Yes — a refund triggered by a missed Section 87A rebate claim is a "refund... or any other relief" within the section's scope. For FY 2025-26, where total income is up to Rs 12 lakh under the new regime, the 87A rebate is Rs 60,000 and any TDS in excess of the post-rebate liability becomes refundable.
What if my chartered accountant's negligence caused the delay?
Professional negligence has been accepted as genuine hardship in several High Court rulings, but the assessee must produce a contemporaneous engagement letter, fee receipts, and ideally a written admission from the CA. A bare assertion will not cross the threshold.
Sources & Citations
- CBDT Circular No. 9/2015 dated 09-Jun-2015 — Condonation of delay in filing refund claim and claim of carry forward of losses under section 119(2)(b) — Income Tax Department
- Income-tax Act, 1961 — Section 119 (Instructions to subordinate authorities) — Income Tax Department
- Income-tax Act, 1961 — Bare Act (India Code) — Government of India
Frequently Asked Questions
What is the time limit for filing a Section 119(2)(b) application?
Per CBDT Circular No. 9/2015, the application must be filed within six years from the end of the assessment year for which the refund or loss claim relates. For Assessment Year 2020-21, the outer limit is 31 March 2027.

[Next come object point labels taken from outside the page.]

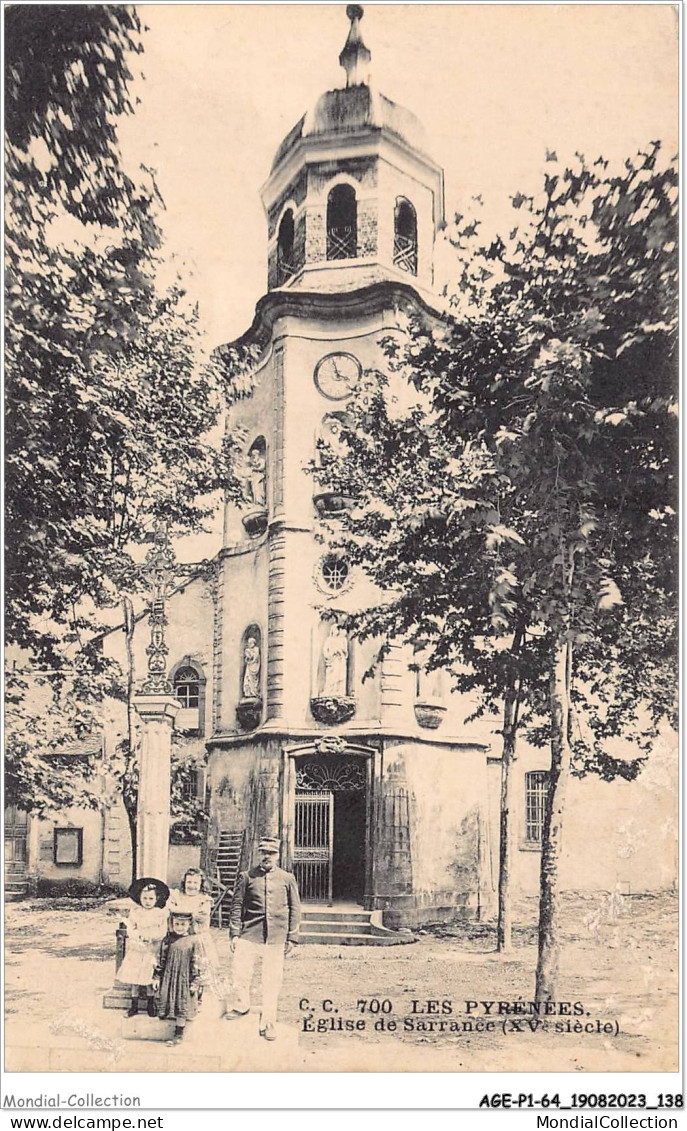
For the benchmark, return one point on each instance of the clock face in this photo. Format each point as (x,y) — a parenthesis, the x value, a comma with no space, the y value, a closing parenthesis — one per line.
(336,373)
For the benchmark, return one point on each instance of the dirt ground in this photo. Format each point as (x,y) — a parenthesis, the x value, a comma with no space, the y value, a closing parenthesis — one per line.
(618,969)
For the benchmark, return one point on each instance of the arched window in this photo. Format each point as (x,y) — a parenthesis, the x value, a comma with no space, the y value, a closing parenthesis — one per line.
(188,682)
(405,236)
(284,249)
(187,688)
(342,223)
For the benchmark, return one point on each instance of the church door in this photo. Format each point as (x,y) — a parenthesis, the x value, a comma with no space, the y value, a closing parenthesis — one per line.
(329,829)
(312,845)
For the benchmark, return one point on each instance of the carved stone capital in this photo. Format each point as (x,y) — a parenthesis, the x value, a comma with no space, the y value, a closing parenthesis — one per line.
(332,709)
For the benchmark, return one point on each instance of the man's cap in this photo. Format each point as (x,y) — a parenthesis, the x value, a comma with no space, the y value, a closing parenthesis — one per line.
(162,891)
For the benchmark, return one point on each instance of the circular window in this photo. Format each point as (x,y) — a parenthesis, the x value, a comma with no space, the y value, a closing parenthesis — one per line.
(336,374)
(334,571)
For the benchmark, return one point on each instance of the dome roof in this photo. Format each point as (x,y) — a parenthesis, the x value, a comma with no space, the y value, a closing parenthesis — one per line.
(351,110)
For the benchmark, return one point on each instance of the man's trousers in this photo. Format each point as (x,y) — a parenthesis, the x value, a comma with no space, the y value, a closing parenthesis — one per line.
(273,970)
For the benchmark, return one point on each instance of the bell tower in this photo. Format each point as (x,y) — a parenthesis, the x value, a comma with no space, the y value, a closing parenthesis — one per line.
(353,196)
(302,745)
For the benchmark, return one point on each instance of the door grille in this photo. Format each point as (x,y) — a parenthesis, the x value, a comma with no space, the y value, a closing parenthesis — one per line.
(312,845)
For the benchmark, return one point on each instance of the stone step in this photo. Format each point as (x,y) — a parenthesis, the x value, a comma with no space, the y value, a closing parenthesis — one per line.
(357,940)
(335,926)
(331,914)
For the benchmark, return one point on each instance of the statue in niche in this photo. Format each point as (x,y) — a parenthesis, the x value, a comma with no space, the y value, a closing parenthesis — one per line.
(335,657)
(251,668)
(332,433)
(257,476)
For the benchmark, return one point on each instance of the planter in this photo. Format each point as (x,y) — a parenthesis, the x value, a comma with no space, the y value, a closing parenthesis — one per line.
(332,709)
(249,713)
(331,502)
(255,521)
(429,716)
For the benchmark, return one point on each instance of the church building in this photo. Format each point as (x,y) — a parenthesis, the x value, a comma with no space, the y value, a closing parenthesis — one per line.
(383,796)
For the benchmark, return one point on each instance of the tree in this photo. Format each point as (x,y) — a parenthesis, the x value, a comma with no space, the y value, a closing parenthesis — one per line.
(522,518)
(114,411)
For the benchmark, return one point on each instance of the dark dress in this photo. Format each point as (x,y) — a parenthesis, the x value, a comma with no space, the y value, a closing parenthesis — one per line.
(180,967)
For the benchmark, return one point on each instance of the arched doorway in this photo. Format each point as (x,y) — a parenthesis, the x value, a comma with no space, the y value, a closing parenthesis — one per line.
(329,827)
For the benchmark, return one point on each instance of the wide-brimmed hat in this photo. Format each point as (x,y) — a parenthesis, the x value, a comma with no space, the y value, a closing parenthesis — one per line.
(149,881)
(186,915)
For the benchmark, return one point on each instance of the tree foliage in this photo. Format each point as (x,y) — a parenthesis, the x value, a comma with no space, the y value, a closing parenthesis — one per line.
(114,411)
(521,516)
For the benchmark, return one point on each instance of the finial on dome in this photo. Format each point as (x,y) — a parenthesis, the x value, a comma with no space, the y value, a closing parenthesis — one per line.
(355,57)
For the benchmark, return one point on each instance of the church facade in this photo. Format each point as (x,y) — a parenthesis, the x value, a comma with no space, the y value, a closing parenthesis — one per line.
(379,791)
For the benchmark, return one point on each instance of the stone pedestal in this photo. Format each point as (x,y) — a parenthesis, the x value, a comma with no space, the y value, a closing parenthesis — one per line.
(153,819)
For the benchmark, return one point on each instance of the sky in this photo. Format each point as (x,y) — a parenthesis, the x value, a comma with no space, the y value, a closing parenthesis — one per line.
(495,86)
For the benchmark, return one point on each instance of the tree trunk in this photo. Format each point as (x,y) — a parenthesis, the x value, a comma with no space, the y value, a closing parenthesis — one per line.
(504,931)
(129,624)
(549,897)
(131,814)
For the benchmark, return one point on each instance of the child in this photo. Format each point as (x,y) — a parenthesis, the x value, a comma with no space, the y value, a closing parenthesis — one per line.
(145,930)
(179,974)
(191,898)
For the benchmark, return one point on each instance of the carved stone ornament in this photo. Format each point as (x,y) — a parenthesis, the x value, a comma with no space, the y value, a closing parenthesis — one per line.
(255,521)
(331,744)
(332,709)
(429,716)
(249,711)
(343,777)
(328,502)
(160,566)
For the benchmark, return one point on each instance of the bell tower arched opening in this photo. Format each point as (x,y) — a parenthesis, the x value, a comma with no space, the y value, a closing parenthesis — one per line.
(405,236)
(342,223)
(285,251)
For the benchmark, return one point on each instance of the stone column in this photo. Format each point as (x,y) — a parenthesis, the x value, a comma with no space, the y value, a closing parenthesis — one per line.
(153,816)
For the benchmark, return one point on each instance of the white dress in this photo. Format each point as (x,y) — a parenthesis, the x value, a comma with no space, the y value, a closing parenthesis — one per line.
(199,906)
(146,927)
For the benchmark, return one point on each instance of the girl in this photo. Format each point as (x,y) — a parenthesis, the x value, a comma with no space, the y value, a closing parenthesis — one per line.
(145,929)
(191,898)
(179,974)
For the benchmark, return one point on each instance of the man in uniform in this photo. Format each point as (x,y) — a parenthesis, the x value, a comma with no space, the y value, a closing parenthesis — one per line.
(264,923)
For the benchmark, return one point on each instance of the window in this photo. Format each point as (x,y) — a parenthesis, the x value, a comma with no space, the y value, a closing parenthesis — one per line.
(405,236)
(342,223)
(68,847)
(284,249)
(537,790)
(334,572)
(187,688)
(191,787)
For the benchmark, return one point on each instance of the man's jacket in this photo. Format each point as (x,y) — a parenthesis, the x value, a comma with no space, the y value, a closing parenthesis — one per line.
(266,906)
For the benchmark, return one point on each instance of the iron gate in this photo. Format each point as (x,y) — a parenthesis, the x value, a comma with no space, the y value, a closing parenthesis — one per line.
(314,845)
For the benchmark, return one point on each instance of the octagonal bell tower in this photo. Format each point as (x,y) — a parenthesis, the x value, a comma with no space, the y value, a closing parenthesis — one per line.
(352,774)
(353,196)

Who decides my condonation application?
The decision rests with the Principal Commissioner / Commissioner of Income Tax for smaller claims, the Chief Commissioner for mid-sized claims, and the Principal Chief Commissioner for the largest matters. CBDT itself rarely disposes individual applications directly.
Can I claim a carry-forward loss through Section 119(2)(b)?
Yes, but only in narrow cases. Loss carry-forward under Sections 72 to 74 ordinarily requires the return to be filed within the Section 139(1) due date. CBDT may condone delay in genuine-hardship cases where the loss is correct, the claim is not contrived, and the refund or relief sought is legally tenable.
What counts as genuine hardship?
Courts have read this term liberally. Serious illness, hospitalisation of the assessee or close family, technical glitches in the e-filing portal evidenced by acknowledgement screenshots, professional negligence by a chartered accountant, and force majeure events such as floods or lockdowns have all been accepted by High Courts.
Is interest payable on a refund granted after condonation?
Refund flows under Section 237 once the assessment is completed. Interest under Section 244A is payable only from the date the return is processed, not from the original due date — so the interest hit is the price of the delay.
Can the Department reject a Section 119(2)(b) application without a hearing?
No. Multiple High Courts, including the Bombay High Court in Sitaldas K Motwani v DGIT (2010), have held that the authority must give the assessee a reasonable opportunity of being heard before rejecting the application — natural justice applies.
What if my claim exceeds Rs 50 lakh?
Higher monetary thresholds escalate the file to the Chief Commissioner or the Principal Chief Commissioner. The processing timeline is comparable — four to six months from filing — but the documentation expectations are stricter.